While the Court declares that it is undisputed that the BO did not inspect, there is simply no evidence in the record with regard to inspection. Moreover, even if an inference of failure to inspect were supportable, there is no basis for assuming, as the Court does and must do to sustain its result, that a reasonable, nonnegligent inspection procedure would, in fact, have disclosed the defect which is the basis of the petitioner's claim. Even when there does exist a duty of inspection, the mere existence of a defect does not itself create liability; it must also be shown that reasonable, nonnegligent inspection procedures would have disclosed the defect. Evidence of this liability-producing factor was not introduced by the petitioner. The record is devoid of evidence as to the length of time the defect existed prior to the petitioner's injury, and as to whether, even under an extremely careful and nonnegligent inspection procedure, the defect would have been discovered prior to the time of petitioner's injury.
This, in fact, is the apparent rule of the very cases relied upon by the Court to subject the BO to liability here. In Baltimore Potomac R. Co. v. Mackey, 157 U.S. 72, cited by the majority at p. 8, ante, the Court based liability on the operative "principle that a railroad company is under a legal duty not to expose its employes to dangers arising from such defects in foreign cars as may be discovered Page 14 by reasonable inspection before such cars are admitted into its train." 157 U.S., at 91 (emphasis supplied). The second case upon which the majority bases its result here, see pp. 8-9, ante, simply applies this same principle to a somewhat different set of facts, again declaring liability for injury-producing defects "discoverable by proper inspection." Texas Pac. R. Co. v. Archibald, 170 U.S. 665, 672 (emphasis supplied). The nature and timing of the required inspection — but probably not, as the Court here declares, the duty of inspection itself — presumably depend, as a function of its reasonableness, on a number of factors, including the duration of the time the car is available to the defendant for inspection and the manner in which it is received. In both of the cited cases, the "foreign" car was in the possession and on the tracks of the named defendant upon which liability was imposed.
The statement attributed to the PLE baggageman by the petitioner that the defective door had been reported to the PLE does not, of course, shed any light on the length of time the defect had continued to exist. The report may well have been made only shortly before the petitioner was injured.

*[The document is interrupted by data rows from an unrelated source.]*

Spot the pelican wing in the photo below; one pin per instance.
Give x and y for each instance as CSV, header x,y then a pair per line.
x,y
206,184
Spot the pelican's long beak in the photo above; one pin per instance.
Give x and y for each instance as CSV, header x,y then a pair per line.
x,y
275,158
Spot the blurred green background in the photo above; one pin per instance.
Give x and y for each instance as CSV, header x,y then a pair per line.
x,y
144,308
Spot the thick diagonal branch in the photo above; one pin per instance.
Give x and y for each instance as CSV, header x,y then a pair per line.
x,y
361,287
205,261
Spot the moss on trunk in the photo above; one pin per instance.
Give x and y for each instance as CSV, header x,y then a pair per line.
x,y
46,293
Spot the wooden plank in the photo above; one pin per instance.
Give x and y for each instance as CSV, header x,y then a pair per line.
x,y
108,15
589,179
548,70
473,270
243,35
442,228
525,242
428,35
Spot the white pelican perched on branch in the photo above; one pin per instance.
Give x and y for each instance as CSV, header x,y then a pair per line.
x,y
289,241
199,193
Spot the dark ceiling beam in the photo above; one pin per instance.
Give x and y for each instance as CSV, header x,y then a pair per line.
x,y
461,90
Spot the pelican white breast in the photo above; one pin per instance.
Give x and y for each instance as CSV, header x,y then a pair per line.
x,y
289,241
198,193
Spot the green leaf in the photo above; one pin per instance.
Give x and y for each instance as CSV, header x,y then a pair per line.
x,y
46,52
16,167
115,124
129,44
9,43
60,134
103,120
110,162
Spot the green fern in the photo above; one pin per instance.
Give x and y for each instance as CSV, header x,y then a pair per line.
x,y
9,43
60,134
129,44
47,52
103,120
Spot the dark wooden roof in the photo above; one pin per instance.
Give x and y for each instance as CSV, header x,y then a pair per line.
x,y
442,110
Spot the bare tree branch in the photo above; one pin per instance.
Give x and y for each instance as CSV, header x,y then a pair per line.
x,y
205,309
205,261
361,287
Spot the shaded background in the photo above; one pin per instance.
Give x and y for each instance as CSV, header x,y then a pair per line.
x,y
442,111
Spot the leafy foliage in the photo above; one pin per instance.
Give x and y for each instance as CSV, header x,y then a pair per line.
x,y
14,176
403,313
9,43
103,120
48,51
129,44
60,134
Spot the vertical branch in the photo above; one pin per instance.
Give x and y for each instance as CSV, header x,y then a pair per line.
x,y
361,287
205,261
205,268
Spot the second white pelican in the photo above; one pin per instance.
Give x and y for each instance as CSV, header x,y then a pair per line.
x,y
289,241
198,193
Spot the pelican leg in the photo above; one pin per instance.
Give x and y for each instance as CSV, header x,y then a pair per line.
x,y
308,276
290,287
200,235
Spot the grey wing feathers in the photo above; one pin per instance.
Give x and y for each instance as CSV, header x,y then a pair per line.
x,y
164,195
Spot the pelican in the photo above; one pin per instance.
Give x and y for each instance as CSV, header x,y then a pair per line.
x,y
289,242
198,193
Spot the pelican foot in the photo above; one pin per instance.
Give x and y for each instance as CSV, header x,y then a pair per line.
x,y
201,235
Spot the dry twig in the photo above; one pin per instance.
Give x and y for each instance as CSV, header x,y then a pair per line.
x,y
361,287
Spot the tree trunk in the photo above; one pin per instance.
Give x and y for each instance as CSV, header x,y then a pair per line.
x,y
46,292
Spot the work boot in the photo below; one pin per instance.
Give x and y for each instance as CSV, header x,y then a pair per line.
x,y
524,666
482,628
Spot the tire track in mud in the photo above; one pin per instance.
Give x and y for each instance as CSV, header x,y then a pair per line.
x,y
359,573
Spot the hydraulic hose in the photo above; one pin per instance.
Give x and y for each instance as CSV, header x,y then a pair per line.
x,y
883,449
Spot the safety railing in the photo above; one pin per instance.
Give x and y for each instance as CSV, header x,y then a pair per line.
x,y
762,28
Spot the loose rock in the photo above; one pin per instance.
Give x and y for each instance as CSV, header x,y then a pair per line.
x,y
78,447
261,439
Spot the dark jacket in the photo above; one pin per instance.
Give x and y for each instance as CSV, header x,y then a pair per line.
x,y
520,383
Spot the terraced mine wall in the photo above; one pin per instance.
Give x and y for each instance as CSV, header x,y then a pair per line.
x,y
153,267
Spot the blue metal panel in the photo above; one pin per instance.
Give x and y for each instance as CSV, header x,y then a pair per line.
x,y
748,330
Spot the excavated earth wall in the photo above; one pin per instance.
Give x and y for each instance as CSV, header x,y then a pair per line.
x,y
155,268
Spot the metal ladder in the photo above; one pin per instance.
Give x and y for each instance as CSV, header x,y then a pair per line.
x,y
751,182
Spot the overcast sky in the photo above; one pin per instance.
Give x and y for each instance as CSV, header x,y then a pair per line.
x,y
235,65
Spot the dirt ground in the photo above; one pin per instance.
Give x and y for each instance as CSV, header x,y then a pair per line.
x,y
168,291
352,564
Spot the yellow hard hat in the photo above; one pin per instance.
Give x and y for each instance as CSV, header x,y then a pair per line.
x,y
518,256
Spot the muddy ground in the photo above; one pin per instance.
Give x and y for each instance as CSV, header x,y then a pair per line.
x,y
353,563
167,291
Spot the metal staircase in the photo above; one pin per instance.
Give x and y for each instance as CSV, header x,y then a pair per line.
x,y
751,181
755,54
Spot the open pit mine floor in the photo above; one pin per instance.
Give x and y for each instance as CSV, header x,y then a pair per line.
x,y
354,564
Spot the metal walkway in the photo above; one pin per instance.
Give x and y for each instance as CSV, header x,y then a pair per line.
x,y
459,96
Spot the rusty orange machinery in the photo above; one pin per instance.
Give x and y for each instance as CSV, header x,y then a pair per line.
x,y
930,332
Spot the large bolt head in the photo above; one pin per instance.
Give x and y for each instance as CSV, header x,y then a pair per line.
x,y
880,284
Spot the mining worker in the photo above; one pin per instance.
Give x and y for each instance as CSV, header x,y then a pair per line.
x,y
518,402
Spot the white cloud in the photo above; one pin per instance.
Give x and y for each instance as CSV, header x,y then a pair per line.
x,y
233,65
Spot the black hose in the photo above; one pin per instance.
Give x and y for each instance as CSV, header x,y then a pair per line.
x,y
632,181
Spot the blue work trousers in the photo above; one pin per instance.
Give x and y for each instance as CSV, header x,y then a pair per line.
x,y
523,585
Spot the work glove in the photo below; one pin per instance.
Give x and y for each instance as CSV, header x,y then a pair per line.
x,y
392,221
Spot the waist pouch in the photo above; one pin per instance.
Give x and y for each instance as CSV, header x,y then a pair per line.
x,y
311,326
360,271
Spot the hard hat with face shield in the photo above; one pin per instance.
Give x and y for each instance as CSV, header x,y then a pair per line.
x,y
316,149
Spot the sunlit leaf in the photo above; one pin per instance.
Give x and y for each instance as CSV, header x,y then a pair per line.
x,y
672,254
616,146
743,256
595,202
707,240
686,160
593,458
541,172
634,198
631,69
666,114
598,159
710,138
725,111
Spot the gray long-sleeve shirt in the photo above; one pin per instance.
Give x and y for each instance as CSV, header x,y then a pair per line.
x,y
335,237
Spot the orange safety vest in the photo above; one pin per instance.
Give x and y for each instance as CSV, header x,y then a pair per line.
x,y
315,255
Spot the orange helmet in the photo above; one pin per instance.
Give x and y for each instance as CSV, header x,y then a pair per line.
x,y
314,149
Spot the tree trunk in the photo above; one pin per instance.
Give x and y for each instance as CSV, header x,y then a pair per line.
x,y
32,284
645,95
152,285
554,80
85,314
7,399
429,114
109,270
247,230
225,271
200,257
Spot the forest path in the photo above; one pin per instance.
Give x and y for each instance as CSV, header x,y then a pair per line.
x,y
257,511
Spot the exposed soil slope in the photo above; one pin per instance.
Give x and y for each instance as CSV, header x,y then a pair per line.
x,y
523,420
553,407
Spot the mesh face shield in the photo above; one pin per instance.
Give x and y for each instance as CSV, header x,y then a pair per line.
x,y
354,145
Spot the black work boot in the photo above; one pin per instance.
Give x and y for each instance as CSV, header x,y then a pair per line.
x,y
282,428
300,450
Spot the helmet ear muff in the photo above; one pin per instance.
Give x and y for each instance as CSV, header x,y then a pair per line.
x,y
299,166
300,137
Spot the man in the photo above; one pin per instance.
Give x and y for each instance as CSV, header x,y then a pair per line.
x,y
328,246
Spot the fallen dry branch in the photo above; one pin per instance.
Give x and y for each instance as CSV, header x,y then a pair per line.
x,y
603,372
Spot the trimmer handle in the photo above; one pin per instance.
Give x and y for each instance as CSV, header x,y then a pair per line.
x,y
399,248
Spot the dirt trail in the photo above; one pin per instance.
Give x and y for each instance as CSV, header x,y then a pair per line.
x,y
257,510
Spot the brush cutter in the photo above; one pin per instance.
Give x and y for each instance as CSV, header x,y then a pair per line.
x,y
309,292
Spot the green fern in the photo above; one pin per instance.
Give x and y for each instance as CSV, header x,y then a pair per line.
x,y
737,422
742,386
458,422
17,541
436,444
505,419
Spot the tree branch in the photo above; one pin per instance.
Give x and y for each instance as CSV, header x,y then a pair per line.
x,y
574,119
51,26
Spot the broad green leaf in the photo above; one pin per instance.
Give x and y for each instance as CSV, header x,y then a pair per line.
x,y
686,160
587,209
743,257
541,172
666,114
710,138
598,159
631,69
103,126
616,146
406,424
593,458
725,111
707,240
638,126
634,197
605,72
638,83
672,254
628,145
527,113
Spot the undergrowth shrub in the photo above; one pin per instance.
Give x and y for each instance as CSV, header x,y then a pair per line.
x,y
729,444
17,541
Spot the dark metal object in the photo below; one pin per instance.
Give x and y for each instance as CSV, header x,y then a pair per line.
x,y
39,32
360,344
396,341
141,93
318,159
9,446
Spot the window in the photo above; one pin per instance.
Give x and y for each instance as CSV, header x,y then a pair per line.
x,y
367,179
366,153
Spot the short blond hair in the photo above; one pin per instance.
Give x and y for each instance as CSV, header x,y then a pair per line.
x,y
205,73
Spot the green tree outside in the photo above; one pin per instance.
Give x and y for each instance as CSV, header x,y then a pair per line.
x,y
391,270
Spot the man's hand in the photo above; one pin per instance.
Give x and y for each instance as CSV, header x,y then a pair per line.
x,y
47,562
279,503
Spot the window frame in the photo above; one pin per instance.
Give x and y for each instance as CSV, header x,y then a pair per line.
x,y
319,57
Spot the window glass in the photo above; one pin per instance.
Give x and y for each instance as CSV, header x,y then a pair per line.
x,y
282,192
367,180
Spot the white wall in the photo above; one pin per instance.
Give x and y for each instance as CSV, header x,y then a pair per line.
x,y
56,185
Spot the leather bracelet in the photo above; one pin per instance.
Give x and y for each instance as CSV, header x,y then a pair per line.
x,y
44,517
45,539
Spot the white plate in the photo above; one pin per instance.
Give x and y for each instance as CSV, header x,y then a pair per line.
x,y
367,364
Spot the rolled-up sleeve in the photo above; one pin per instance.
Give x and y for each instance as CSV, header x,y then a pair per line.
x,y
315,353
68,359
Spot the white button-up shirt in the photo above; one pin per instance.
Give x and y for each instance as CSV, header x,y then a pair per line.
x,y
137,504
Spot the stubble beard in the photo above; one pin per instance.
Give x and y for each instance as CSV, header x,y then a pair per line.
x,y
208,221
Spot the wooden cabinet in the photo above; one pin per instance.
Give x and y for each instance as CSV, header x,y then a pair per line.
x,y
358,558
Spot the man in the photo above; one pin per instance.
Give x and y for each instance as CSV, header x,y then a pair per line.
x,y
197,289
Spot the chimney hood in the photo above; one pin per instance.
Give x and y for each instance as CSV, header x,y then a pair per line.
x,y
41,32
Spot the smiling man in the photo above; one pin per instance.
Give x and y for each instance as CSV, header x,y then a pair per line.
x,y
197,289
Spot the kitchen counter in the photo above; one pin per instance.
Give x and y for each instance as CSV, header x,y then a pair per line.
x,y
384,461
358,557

Under the rationale and result of this case, a railroad would be liable for a defect which first appeared immediately prior to the injury for which recovery is sought and which even the most scrupulous kind of inspection procedure could neither have avoided nor detected. What the Court appears to have done is to create not simply a duty of inspection, but an absolute duty of discovery of all defects; in short, it has made the BO the insurer of the condition of all premises and equipment, whether its own or others, upon which its employees may work. This is the wholly salutary principle of compensation for industrial injury incorporated by workmen's compensation statutes, but it is not the one created by the F. E. L. A., which premises liability upon negligence of the employing railroad. It is my view that, as a matter of policy, employees such as the petitioner, who are injured in the course of their employment, should be entitled to prompt and adequate compensation regardless of the employer's negligence and free from traditional common-law rules limiting recovery. But Congress has elected a different test of liability which, until changed, courts are obligated to apply.